PolyBase has been around for several years in Microsoft’s APS Data Warehouse appliance, and more recently as part of Azure SQL Data Warehouse. It is now part of SQL Server with the 2016 release. It allows for the creation of an external table in the database where the data is physically stored in Hadoop or Azure Blob Storage. To an end user, the table appears to be part of the database like any other table. It can be used in T-SQL queries and stored procedures.
The difference with PolyBase is where the data is stored and how it’s processed. The data can be stored in Hadoop or Azure Blob Storage which provide much more cost effective storage solutions. When a query is executed, the database will determine the most efficient processing method for the query; whether that be processing locally in SQL, or by having the massive parallel capability of Hadoop tackle the query.
PolyBase allows for the blending together of the capabilities of traditional databases and Hadoop like never before. Here are just a few powerful use cases that are now available to us.
In the past, we’ve been presented with problems of what to do with massive amounts of data that is stored in our warehouse tables. We often store a lot of older data that is accessed infrequently but takes up a lot of valuable space. Many organizations aggregate or archive and delete this data as a cost savings measure. This infrequently accessed data is referred to as “cold data”, while data that is in high demand is considered “hot”.
A recent method of handling this is to remove the cold data from database storage and archive that data in Hadoop. The problem with this method is that our data is now spread between two different platforms. If you want to query across the entire dataset, you either need to move data or combine multiple queries. With PolyBase, all the data can be accessible from the SQL 2016 database. Combining these two datasets into one query is now a trivial task.
Use Hadoop for Big ETL
Fairly recent advances in SQL Server, such as column storage, have opened up the door for fantastic performance against very large datasets in SQL Server. This performance is possible after transforming the data and loading it into a proper model setup for query performance. This is great for the queries, but the process of getting the data into the model can be tedious and process intensive. Wouldn’t it be great to process that data with the parallel processing power of Hadoop but allow for the data to be queried in a well-defined columnar table in SQL Server?
PolyBase makes this easy in that the table can be loaded using standard T-SQL sourcing from Hadoop tables. Hadoop can take on the heavy workload of transforming the data and loading it into a high performant SQL table for analytics.

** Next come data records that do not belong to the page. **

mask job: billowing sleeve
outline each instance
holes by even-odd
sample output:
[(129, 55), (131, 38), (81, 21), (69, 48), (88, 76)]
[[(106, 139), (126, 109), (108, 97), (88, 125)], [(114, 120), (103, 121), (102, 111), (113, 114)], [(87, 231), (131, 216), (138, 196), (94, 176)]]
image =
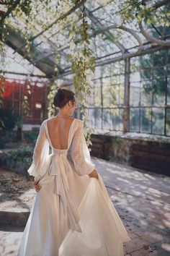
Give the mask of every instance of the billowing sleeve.
[(27, 170), (30, 175), (35, 176), (35, 180), (40, 179), (46, 172), (48, 155), (49, 143), (45, 134), (45, 121), (43, 121), (35, 143), (32, 162)]
[(73, 137), (71, 158), (75, 170), (79, 175), (89, 174), (95, 168), (95, 164), (91, 160), (84, 133), (84, 124), (81, 121)]

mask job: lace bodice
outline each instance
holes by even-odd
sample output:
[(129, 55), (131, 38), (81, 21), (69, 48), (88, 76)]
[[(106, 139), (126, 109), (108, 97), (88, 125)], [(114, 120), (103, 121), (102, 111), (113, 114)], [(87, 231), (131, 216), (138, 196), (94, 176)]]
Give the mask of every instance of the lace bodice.
[[(53, 154), (49, 155), (49, 145), (52, 148), (53, 152), (58, 150), (53, 148), (51, 144), (47, 120), (43, 121), (40, 126), (33, 152), (32, 163), (27, 170), (30, 175), (35, 176), (35, 179), (40, 179), (47, 171), (50, 158), (49, 157)], [(81, 120), (74, 119), (73, 121), (69, 131), (68, 145), (68, 150), (72, 158), (76, 173), (79, 175), (90, 174), (95, 168), (95, 165), (91, 160)], [(58, 150), (61, 152), (66, 150)]]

Data Movement from Hadoop to SQL
There are various methods to move data from Hadoop to a SQL Server database. Some of those methods, such as Sqoop, can be overly complicated once you start to consider file formats and scheduling. Others, like using an ETL tool and ODBC to query a Hive table, can be poor performing. Moving data using PolyBase is very simple and high performing. Performance can be increased further by setting up a PolyBase Scale-Out Group which allows a cluster of SQL Servers to move data from Hadoop to SQL Server in parallel.
The various components and flexibility of Hadoop make it a compelling platform for consuming live streams of information from everything from sensors to receiving messages from an enterprise messaging solution. Those live steams can be accessed live from SQL Server by simply creating a PolyBase connection to that information.
BI Tool Integration
Many organizations store massive amounts of raw data in Hadoop or Azure Blob Storage. The data is ready for analysts to come in and perform their data analysis and discovery with BI tools. While most new BI tools interact well with Hadoop, not all tools have good integration. In addition, analysts may be stuck on older versions of the tool or have to jump through administrative hurdles getting the latest drivers to Hadoop components installed and configured. Finally, managing permissions in various tools across the organizations can be complicated and costly. Allowing the user to access these important data sources with the ease of connecting to SQL Server will open up new possibilities and streamline processes.